A quick google reveals that a method to try and an explanaion to the .art format, 
http://www.faqs.org/qa/qa-16505.html

"AOL Method
You can Convert a .art image file to the proper format by usingAOL.
Download the file.
Determine if you can open it with your graphics program if not its probably in .art format
On the Aol Menu (top menu) select FILE then OPEN
Search for the .art file you downloaded.
Click the file to open it. AOLs File Viewer window opens and the picture is displayed.
Once the file is open simply save it in the proper fromat.
Aols file Viewer handles Gifs, Jpg, bmp, as well as other formats.

Windows Internet Explorer Method
You can Convert a .art image file to .bmp by usingWindows Internet Explorer.
Yep the same program you surf the internet with! And then covert the .bmp to a smaller .jpg file. "

Nemstaris


----------



## rams (Aug 11, 2006)

Nemstais 

Thank you much for your kind reply. I will try this method and report back here in a day or so ? Again your courtesy has been greatly apreciated !

rams


----------



## wilson44512 (Mar 25, 2006)

thanks Nemstais. i have a friend that has that problem. he will be happy.


----------



## win2kpro (Jul 19, 2005)

I'm sure this is a stupid question, but why would you save an image as an art file?


----------



## sekirt (Mar 28, 2003)

I've never used it but xnview (freeware) should be able to read ART files - might be easy to convert using it.

http://perso.orange.fr/pierre.g/xnview/enhome.html

sekirt


----------



## thecoalman (Mar 6, 2006)

sekirt said:


> I've never used it but xnview (freeware) should be able to read ART files - might be easy to convert using it.
> 
> http://perso.orange.fr/pierre.g/xnview/enhome.html
> 
> sekirt


That appears to be a different ART format that it supports. As far as opening them in IE that feature has been disabled due to a vulnerability as of July 7th, so if your windows installation is up to date it will no longer be able to open them. They no longer work on my computer.
http://www.microsoft.com/technet/security/bulletin/MS06-022.mspx

I did come across this that has AOL ART support: 
http://www.acdsee.com/products/acdseepro/fileformats
http://www.acdsee.com/products/acdseepro/index

It has a free trial, you could just use it for the conversion unless there is a resrtiction on it.


----------



## rams (Aug 11, 2006)

win2kpro said:


> I'm sure this is a stupid question, but why would you save an image as an art file?


win2kpro

Not a stupid question. win2kpro , years back when I got my first puter I was w/ AOL. From what I understand, as I saved my images(not knowing any better)AOL's browser automatically launched all my images into AOL's own art.files. Later,when I learned more about puters I saw that jpegs were the more common file. So , as later years went by I started converting them over to jpegs but now as our other member stated that if your IE is updated you can no longer convert because they claim the art.file is a security risk I believe.

.............thank you to all for the info. concerning this subject.

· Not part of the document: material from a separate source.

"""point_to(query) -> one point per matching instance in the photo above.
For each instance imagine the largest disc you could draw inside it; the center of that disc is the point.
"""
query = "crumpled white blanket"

You all have been of great Help.

rams


----------



## thecoalman (Mar 6, 2006)

rams said:


> AOL's browser automatically launched all my images into AOL's own art.files.


Actually they are sent from the AOL server in that format. The ART format is highly compressed, it allows you to load pages more quickly. I'd also imagine it saves AOL some money becasue of the reduced bandwidth. Trouble is most images are already highly compressed becasue most webmasters will do this already. Further compression may speed things up but it gives you a very bad looking image. This is also one of the major things other ISP's do that claim you can surf the web a 5x the speed. Here's a AOL 2x example from one of my sites:










If your on AOL this feature can be turned off under preferences.


----------



## rams (Aug 11, 2006)

So I guess we are left to believe unless you are an AOL user you can't open nor convert an AOL art.file to jpeg ?


rams


----------



## thecoalman (Mar 6, 2006)

There's link above with a product that says it will open them but there's not many that will. It's a propietary format and a poor one which is why you won't find support for it.


----------



## rams (Aug 11, 2006)

thecoalman said:


> There's link above with a product that says it will open them but there's not many that will. It's a propietary format and a poor one which is why you won't find support for it.


thecoalman,

Thanks for reply, any info. I can gather is a big help.

rams


----------